Will Bitcoin and Stock Correlation Last Into The Future?
A report from Binance Research suggests that the correlation between Bitcoin and the stock market was moderate in the first quarter of 2020 but that it won’t last into the long term. It’ll be really interesting to see what happens once governments stop pumping out stimulus packages to help individuals and businesses get through these tough times. What’s especially important to consider is the fact that major banks offering homeowners a break on mortgage payments will expect to collect money starting in the fall. While homeowners choosing to defer aren’t currently making payments, they are also not building equity in the will still owe that money when times get good again.
So will the correlation actually last?
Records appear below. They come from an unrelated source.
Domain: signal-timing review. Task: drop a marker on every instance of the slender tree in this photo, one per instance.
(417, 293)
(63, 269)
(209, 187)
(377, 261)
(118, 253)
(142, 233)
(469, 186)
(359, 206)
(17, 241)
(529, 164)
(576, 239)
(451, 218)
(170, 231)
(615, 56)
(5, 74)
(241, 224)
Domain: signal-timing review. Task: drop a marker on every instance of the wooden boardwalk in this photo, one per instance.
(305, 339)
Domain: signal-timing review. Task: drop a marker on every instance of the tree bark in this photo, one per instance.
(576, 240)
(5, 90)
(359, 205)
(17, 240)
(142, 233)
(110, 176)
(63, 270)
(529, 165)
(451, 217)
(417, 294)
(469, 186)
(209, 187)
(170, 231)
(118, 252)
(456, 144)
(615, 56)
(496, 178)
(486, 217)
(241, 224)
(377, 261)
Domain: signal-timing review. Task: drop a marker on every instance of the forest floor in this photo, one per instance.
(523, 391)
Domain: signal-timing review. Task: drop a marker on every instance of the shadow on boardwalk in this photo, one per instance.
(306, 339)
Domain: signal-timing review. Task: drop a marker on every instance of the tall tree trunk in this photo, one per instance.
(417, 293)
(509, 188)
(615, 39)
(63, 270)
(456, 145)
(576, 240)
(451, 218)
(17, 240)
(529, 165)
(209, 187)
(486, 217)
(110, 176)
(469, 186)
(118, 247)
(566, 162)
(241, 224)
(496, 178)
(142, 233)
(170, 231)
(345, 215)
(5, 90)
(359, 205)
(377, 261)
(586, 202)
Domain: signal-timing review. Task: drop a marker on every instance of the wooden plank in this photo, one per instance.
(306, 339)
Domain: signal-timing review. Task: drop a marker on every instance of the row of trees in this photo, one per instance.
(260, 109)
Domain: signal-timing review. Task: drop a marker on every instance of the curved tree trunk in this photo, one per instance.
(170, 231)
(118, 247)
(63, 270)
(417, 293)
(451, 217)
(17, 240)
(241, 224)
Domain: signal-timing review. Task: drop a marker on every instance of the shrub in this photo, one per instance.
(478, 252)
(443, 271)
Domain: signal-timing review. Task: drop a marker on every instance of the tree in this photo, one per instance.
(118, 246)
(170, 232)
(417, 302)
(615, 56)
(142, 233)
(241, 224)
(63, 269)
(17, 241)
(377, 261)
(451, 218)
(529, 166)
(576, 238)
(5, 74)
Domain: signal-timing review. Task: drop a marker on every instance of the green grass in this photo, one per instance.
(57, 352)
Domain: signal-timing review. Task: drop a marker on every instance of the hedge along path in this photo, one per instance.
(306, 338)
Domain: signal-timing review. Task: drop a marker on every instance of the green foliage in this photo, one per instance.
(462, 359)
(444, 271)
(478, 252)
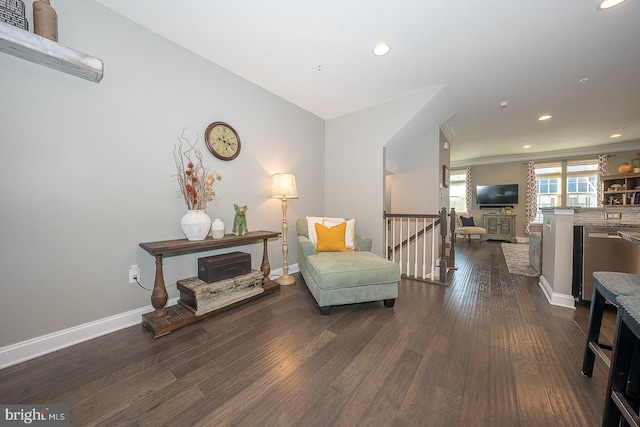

That’s unlikely, but until the global economy gets out of this coronavirus rut, investors will likely be pulling their finances out of the market regardless of the asset class.
Bitcoin is simply that. An asset class. It’s different from physical gold or traditional financial instruments like stocks, mutual funds and bonds no doubt. But just because digital gold resides on the blockchain and relies on a community of people to run its decentralized technology, doesn’t mean that as an investment it’s still not tied to the actual market.
At the end of the day investors live in both cryptocurrency and stocks are exposing themselves to a free market. But not just a free market. It’s an efficient market where those with access to information can capitalize on it and profit from it. That’s why it’s so hard to invest during times like these. We don’t all know what the next bit of information will reveal and we don’t always know how that information will affect the ups and downs of the market.
Invest in Bitcoin to diversify no doubt, but don’t expect to be completely unaffected by downturns in the market unless you are okay was sitting on the sidelines and not taking any chances at all.